POETRY



Julie Beveridge
© Julie Beveridge 2006

Jules Beveridge  @ The Wesley Anne December 15 2005
PHOTOGRAPH © BRENTLEYFRAZER/RETORTMAGAZINE.COM 2006

Don’t Tell Me

Don’t tell me about summer …
        the cicada’s that sing
with your sweat
        as the sun sets and
you can cool down long enough
                   to make love

Don’t tell me about winter …
        the thin shards of light
that you step in and out of
        to remind yourself that you’re alive

Don’t tell me about your mainstream homogenised suburbs …
        about visual culture …
        about girls and their man made
obsessions with glossy magazine disease

Don’t tell me about wars
        that you don’t believe in
because you’re not ever going to put that aside
        to pull on some boots
                      so you can feed your family

Don’t tell me about penis envy …
        sexual attraction …
        the lengths and depth
that your soul could reach
        if only I gave you a chance

Don’t tell me your heart is broken …
        that you are full of wine …
        that you know poets …

Don’t tell me of the empathy
        you have for refugees
in your comfy ikea’d loungeroom …
        of suicide as a social concern …
        of pokie machines and prostitutes

Don’t tell me about God …
        the land …
        breaking the glass ceiling
that women have invented for themselves

Don’t tell me about the differences
        between men and women …
        the struggle of the day …
        the memories of love’s gone by …
        of regret …

I have heard these poems before
Tell me you made love to your father …
        and liked it

Tell me you get up to the baby
        when he cries and you rock him gently
                        when you just want to shake him …

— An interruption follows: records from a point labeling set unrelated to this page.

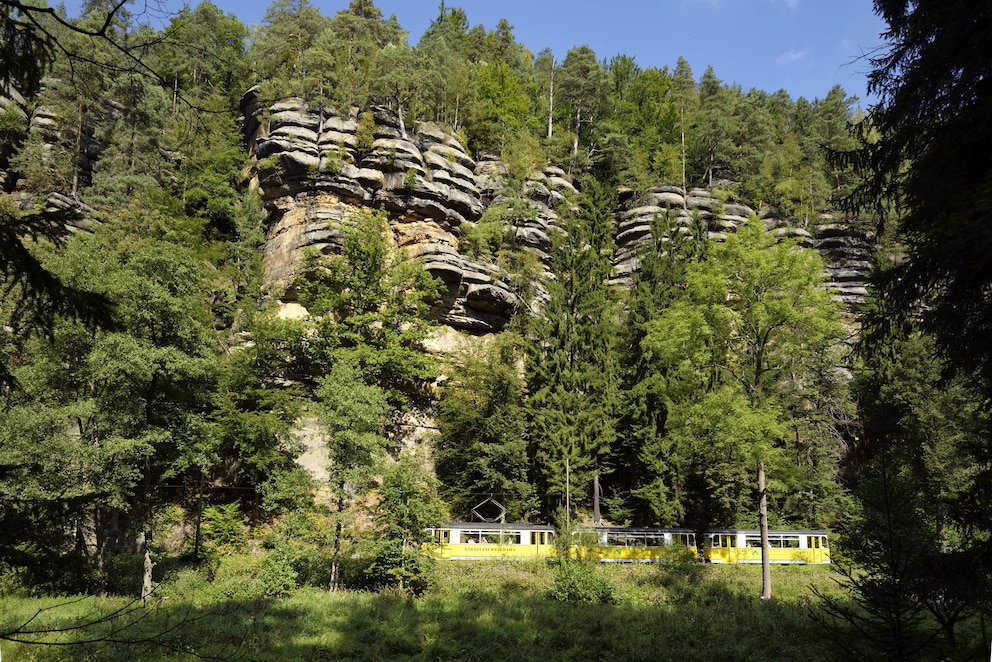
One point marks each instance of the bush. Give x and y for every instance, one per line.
x=276, y=578
x=223, y=528
x=576, y=581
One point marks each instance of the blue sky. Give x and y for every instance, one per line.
x=802, y=46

Tell me of the conflict of common courtesy …
        that you didn’t give up your seat on the bus
                for the elderly lady

Tell me you voted liberal
        because their policy’s have weight
                and could make this country
        a better place to live …
or don’t you have the balls?

Tell me you have thoughts of genocide …
        that they crawl out of your mouth
                when you’re driving
        to pick up the kids

Tell me your hands cramp with self disgust …
                because you will never drop the blade

Tell me that the sun is getting closer …
        that we won’t get the bond back
                on this earth when its time
        to hand the keys in

Tell me the truth …
        and lie through your teeth …
        and just write things down because they feel good …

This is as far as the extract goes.